Categories

La rivolta dei Mantidi

Autore
Giovanni Altavilla
Ciclo #12 - Spaghetti Montecristo
Narrativa generale
15 dicembre 2022

Quando è troppo è troppo! Siamo nel 2022 e non è più ammissibile che per una scopata uno debba rischiare la vita. Così, dopo l’ennesimo atto di maschicidio, i mantidi si sono riuniti sotto la grande quercia, con le zampette verde foglia in aria, in segno di protesta.
«Morte al matriarcato!»
«Non uno di meno!»
«Maschio non stare lì a guardare, scendi dai rami e vieni a protestare!»
Bruchi, lumaconi, mosconi li guardano distrattamente sentendosi chiamati in causa a quell’ultimo grido, ma tornano annoiati ai loro doveri sapendo che quella faccenda non li riguarda.
I mantidi sono più che decisi, non a caso hanno aspettato la primavera per ribellarsi, la stagione dell’accoppiamento.
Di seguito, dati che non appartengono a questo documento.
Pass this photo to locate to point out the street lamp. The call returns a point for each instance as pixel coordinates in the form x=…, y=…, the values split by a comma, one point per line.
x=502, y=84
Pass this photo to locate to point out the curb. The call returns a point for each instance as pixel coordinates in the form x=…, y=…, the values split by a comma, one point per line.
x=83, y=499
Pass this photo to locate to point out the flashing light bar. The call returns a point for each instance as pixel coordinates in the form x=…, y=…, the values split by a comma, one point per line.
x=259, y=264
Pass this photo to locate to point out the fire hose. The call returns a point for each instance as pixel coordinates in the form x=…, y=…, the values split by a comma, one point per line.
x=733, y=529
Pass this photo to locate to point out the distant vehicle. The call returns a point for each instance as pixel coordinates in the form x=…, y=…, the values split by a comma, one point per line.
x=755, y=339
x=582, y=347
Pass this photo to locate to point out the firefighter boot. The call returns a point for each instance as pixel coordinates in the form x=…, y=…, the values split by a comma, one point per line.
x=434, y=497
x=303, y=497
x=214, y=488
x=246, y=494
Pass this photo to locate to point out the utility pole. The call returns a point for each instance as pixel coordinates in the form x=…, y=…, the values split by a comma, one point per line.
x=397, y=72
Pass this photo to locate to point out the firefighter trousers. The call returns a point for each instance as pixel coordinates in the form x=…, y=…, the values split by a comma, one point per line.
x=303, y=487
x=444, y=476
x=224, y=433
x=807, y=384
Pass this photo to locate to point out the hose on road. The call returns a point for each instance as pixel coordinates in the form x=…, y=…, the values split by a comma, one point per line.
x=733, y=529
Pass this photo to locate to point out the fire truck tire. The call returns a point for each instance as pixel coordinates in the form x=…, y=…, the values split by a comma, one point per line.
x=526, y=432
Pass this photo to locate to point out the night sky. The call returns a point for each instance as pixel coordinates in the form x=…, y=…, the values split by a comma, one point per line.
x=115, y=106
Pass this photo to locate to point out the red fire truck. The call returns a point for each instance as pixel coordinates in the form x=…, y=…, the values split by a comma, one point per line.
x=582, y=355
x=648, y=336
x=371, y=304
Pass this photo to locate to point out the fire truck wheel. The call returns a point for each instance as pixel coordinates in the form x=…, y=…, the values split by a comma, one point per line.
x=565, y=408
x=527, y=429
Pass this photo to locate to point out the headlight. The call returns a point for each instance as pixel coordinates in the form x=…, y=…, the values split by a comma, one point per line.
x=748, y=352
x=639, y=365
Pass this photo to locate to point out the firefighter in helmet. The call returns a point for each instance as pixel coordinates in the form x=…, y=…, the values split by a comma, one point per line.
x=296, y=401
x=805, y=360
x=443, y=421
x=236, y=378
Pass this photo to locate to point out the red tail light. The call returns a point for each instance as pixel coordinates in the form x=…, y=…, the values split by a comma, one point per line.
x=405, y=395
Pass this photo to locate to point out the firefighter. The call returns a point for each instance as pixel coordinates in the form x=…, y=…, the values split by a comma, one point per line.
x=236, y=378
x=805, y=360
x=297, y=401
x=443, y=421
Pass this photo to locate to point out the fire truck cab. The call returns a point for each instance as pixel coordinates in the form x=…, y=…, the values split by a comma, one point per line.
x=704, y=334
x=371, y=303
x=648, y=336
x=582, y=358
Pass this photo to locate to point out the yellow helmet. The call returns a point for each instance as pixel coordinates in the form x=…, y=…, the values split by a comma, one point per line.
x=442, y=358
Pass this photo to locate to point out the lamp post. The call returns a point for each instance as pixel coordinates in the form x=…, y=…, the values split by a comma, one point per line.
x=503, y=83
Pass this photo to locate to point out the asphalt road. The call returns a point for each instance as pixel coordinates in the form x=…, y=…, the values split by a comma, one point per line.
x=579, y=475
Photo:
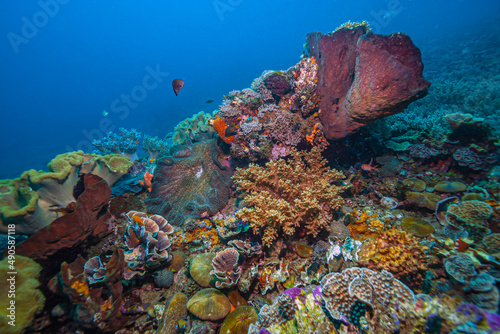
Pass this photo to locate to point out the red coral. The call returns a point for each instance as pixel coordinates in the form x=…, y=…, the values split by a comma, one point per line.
x=88, y=220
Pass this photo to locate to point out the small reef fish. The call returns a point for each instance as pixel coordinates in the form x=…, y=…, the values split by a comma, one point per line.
x=231, y=131
x=148, y=177
x=177, y=84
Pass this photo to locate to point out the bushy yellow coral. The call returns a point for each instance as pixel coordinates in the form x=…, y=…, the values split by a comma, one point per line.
x=288, y=194
x=397, y=252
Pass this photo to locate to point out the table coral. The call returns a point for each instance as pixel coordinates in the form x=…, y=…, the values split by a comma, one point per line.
x=341, y=291
x=287, y=195
x=397, y=252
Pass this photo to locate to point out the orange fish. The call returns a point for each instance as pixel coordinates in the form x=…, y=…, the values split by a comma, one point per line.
x=177, y=84
x=148, y=177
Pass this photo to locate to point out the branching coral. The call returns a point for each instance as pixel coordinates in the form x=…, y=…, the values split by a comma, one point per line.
x=124, y=143
x=287, y=195
x=397, y=252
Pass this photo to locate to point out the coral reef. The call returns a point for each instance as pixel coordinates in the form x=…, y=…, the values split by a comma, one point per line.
x=88, y=220
x=192, y=181
x=342, y=291
x=125, y=143
x=225, y=268
x=287, y=195
x=397, y=252
x=360, y=88
x=209, y=304
x=20, y=297
x=200, y=269
x=239, y=320
x=147, y=241
x=192, y=127
x=472, y=216
x=155, y=146
x=173, y=314
x=37, y=198
x=93, y=305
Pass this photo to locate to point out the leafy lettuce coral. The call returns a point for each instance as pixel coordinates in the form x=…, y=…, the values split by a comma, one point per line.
x=37, y=198
x=287, y=195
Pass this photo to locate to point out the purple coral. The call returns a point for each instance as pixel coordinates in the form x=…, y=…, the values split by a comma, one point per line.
x=422, y=151
x=225, y=268
x=147, y=239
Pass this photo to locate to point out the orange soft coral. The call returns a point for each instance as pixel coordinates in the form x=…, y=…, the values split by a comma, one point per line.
x=289, y=194
x=397, y=252
x=220, y=126
x=364, y=225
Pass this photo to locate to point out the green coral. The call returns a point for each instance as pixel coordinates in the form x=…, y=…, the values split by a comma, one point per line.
x=309, y=318
x=37, y=198
x=28, y=300
x=190, y=127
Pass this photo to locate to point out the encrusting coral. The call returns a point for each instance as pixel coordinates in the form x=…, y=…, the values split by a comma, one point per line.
x=287, y=195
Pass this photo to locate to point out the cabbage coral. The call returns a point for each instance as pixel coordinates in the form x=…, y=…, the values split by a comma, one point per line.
x=286, y=195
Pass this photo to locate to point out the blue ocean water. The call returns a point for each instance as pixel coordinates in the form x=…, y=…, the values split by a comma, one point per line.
x=63, y=62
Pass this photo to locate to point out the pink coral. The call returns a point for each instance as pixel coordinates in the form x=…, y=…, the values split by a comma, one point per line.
x=225, y=268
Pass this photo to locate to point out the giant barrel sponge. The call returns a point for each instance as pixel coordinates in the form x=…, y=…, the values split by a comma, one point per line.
x=363, y=76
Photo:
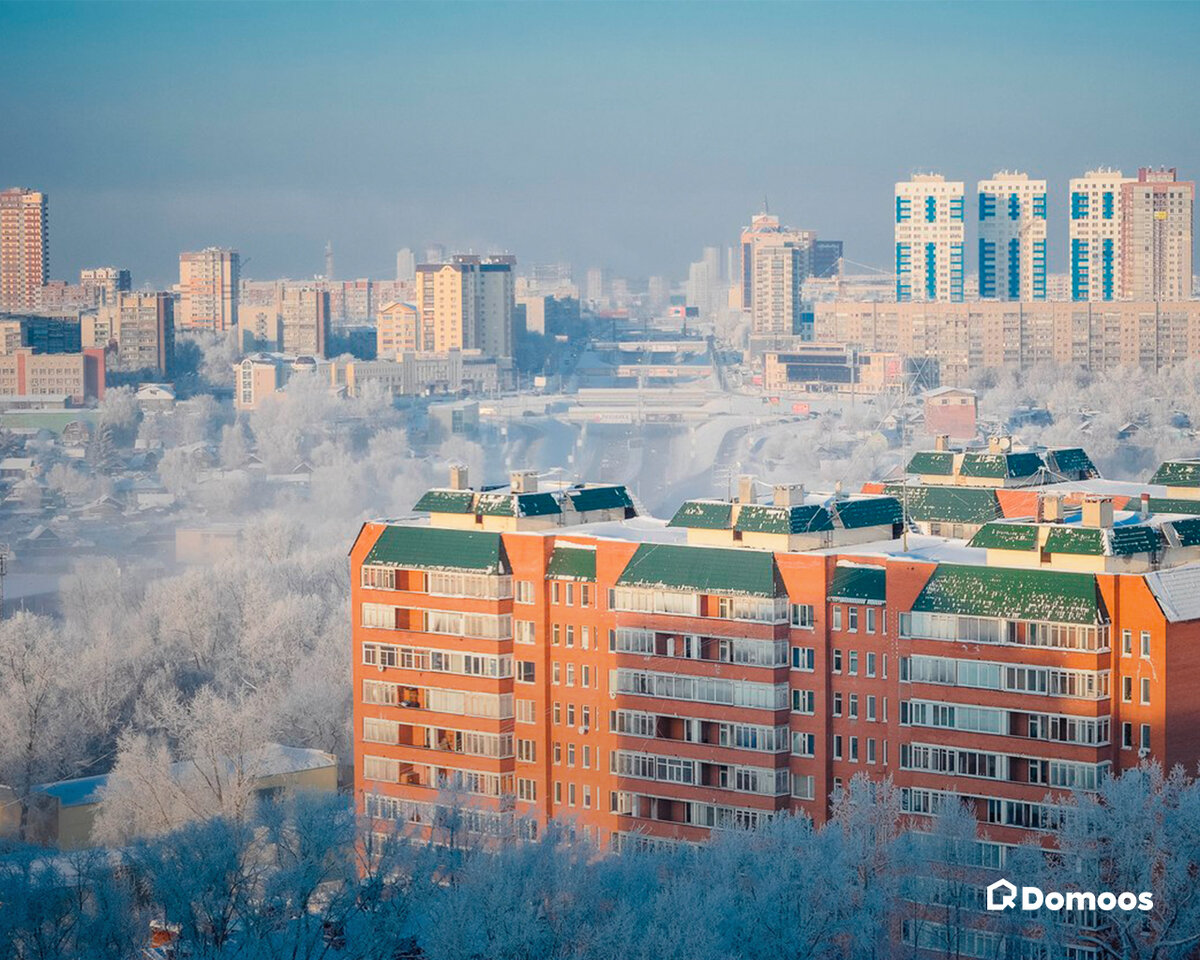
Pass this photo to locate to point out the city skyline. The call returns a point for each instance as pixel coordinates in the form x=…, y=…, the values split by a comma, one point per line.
x=276, y=178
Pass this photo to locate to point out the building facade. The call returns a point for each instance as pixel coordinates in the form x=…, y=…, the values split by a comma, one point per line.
x=544, y=654
x=775, y=262
x=1096, y=245
x=208, y=289
x=1156, y=237
x=930, y=237
x=1012, y=238
x=24, y=247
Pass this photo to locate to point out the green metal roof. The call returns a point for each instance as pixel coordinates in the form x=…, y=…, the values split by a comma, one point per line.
x=1174, y=505
x=1133, y=538
x=940, y=462
x=445, y=502
x=702, y=569
x=1083, y=540
x=760, y=517
x=1001, y=466
x=435, y=549
x=949, y=504
x=1006, y=537
x=1012, y=593
x=858, y=585
x=570, y=562
x=1179, y=473
x=868, y=511
x=600, y=498
x=1074, y=460
x=708, y=515
x=1188, y=531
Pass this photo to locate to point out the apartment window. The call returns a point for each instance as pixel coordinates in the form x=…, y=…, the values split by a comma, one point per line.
x=802, y=616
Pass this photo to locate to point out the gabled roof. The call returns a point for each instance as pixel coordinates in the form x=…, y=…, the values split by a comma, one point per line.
x=671, y=567
x=949, y=504
x=707, y=515
x=436, y=549
x=930, y=462
x=600, y=498
x=571, y=562
x=1179, y=473
x=1012, y=593
x=858, y=583
x=760, y=517
x=445, y=502
x=1006, y=537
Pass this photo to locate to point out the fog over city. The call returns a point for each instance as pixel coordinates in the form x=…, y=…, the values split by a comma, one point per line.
x=599, y=480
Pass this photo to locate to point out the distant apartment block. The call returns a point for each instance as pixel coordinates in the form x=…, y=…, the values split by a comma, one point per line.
x=964, y=339
x=24, y=247
x=1096, y=235
x=103, y=283
x=1012, y=238
x=138, y=329
x=930, y=239
x=1156, y=237
x=775, y=262
x=79, y=377
x=208, y=289
x=467, y=304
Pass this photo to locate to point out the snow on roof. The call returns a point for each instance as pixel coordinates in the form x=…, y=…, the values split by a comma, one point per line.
x=1177, y=592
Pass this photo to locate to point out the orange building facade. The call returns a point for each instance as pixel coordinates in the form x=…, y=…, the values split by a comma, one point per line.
x=543, y=654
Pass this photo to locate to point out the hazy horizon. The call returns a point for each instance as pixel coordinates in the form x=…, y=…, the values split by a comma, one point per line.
x=559, y=132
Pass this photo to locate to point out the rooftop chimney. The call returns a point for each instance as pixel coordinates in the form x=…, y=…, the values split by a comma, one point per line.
x=787, y=495
x=1097, y=511
x=745, y=489
x=523, y=481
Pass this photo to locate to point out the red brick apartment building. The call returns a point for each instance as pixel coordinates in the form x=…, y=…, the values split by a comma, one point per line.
x=552, y=654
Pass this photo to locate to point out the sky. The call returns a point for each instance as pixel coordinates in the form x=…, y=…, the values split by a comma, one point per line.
x=627, y=136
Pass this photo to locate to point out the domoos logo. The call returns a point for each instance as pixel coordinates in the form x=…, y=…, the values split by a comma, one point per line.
x=1005, y=895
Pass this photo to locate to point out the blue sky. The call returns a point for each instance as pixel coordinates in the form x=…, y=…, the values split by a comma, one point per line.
x=621, y=135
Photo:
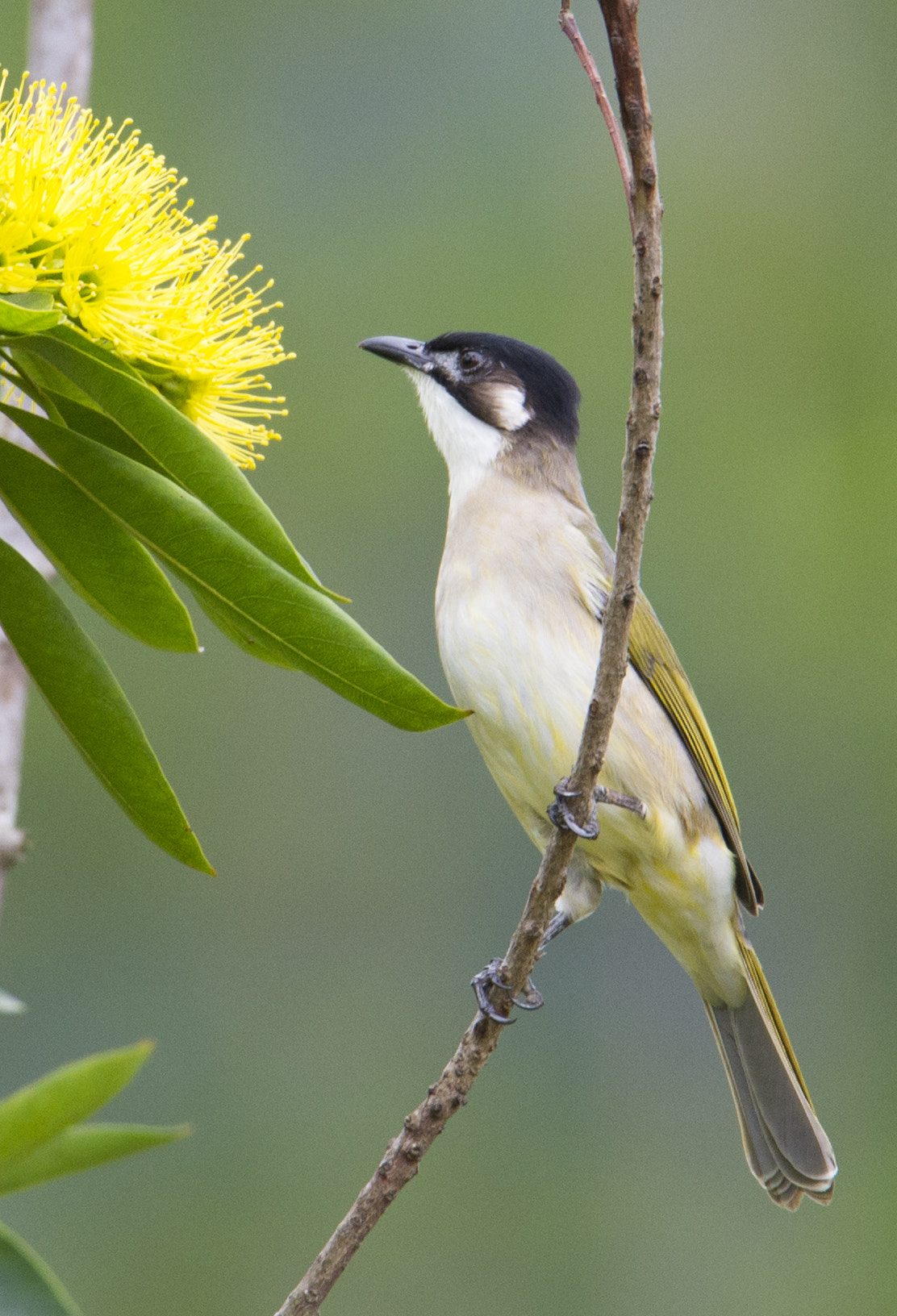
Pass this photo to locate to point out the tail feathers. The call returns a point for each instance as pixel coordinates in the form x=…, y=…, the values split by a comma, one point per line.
x=784, y=1143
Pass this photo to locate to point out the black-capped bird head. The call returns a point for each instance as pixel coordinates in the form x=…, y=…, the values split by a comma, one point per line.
x=491, y=402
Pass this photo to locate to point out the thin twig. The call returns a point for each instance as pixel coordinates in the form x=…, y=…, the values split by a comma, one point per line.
x=403, y=1153
x=60, y=44
x=570, y=29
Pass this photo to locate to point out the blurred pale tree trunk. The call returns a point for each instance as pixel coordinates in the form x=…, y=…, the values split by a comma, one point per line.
x=60, y=50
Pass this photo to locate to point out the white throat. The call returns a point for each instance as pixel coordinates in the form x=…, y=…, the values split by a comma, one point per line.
x=469, y=445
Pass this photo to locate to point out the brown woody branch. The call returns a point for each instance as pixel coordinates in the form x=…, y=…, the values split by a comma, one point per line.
x=403, y=1153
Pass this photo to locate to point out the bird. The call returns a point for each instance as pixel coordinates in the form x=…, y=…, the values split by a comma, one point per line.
x=522, y=587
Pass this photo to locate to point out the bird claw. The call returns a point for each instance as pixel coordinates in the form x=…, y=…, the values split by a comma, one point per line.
x=487, y=978
x=561, y=815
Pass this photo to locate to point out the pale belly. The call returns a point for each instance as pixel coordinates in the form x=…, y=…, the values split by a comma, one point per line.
x=524, y=662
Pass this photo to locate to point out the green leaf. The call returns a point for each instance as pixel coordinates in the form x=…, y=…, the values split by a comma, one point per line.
x=257, y=603
x=83, y=1147
x=39, y=1112
x=103, y=564
x=170, y=441
x=28, y=312
x=28, y=1287
x=99, y=427
x=77, y=683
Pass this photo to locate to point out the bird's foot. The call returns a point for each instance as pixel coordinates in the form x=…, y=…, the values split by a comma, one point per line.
x=489, y=978
x=561, y=814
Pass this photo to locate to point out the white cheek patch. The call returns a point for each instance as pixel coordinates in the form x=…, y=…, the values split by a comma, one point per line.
x=510, y=406
x=469, y=445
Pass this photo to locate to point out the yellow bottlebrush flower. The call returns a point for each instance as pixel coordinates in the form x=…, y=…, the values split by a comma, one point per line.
x=94, y=216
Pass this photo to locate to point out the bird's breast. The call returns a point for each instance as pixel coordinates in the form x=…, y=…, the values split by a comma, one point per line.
x=519, y=645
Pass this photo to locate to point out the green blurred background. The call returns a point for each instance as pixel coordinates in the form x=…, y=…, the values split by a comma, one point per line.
x=409, y=169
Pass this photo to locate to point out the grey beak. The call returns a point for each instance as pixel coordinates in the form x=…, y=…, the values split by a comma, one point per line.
x=406, y=352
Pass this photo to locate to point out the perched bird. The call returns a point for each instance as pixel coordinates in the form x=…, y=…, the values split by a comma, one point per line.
x=524, y=582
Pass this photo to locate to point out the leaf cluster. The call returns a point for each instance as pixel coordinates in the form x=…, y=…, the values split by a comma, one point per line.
x=129, y=487
x=43, y=1136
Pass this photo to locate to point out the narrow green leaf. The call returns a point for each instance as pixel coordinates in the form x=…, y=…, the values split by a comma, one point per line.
x=28, y=1287
x=102, y=561
x=83, y=1147
x=99, y=427
x=257, y=603
x=173, y=443
x=28, y=312
x=77, y=683
x=39, y=1112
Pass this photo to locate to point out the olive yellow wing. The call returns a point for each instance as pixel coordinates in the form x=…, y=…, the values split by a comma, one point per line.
x=653, y=658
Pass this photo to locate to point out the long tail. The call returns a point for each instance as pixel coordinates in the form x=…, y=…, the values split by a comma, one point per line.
x=786, y=1145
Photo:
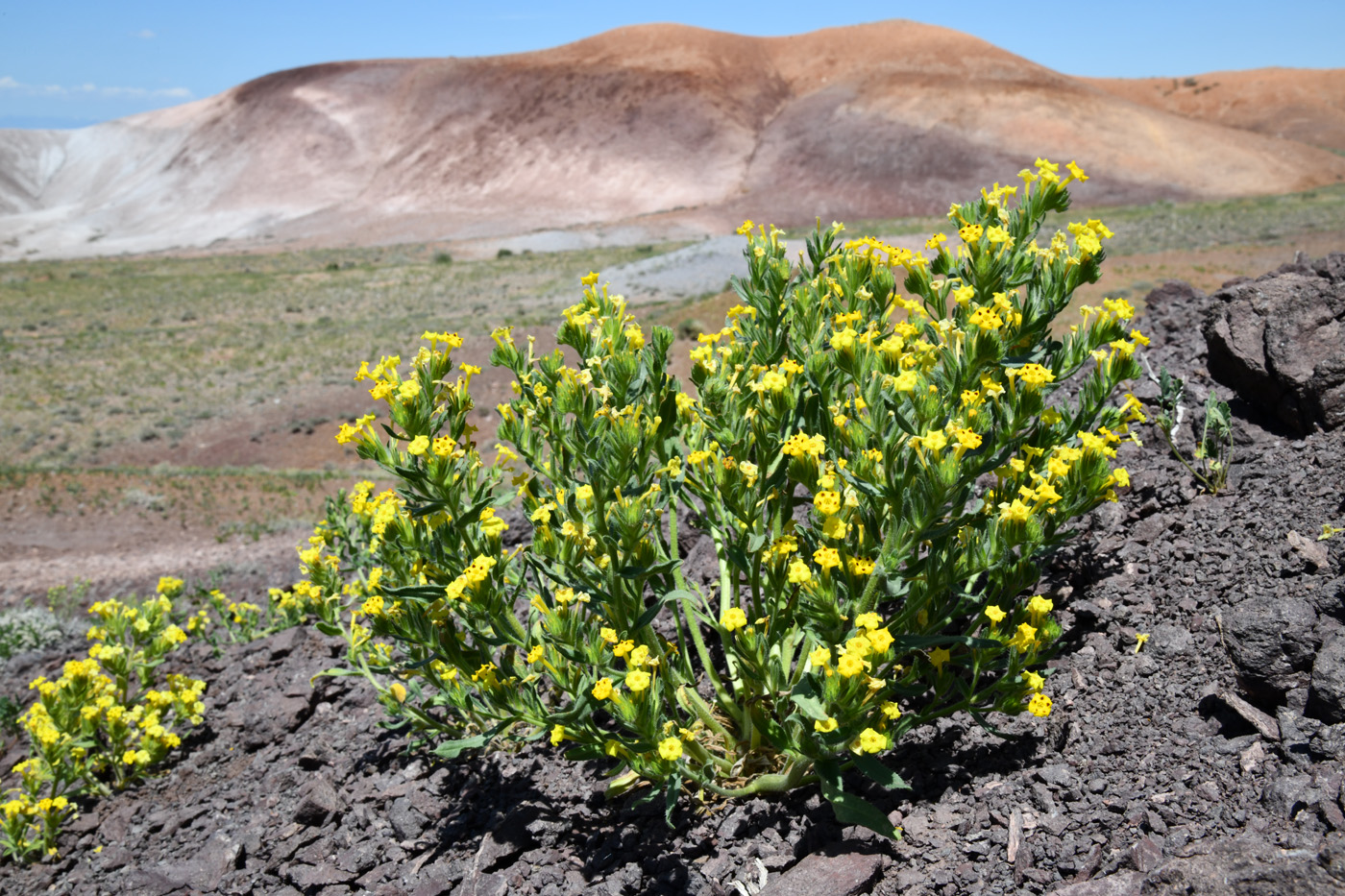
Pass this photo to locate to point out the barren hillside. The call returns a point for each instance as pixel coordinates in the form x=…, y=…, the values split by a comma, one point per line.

Sono le femmine ad aver bisogno di loro!
Se il maschio non si accoppierà in questa stagione le femmine potranno dire addio alla covata – e anche a un pasto facile: la testa del maschio, che una volta conclusa la sua missione servirà solo come carburante alla femmina per portare avanti la specie. A volte sono stati visti alcuni mantidi continuare l’amplesso pure con la testa mozzata. La forma più umiliante dello schiavismo matriarcale.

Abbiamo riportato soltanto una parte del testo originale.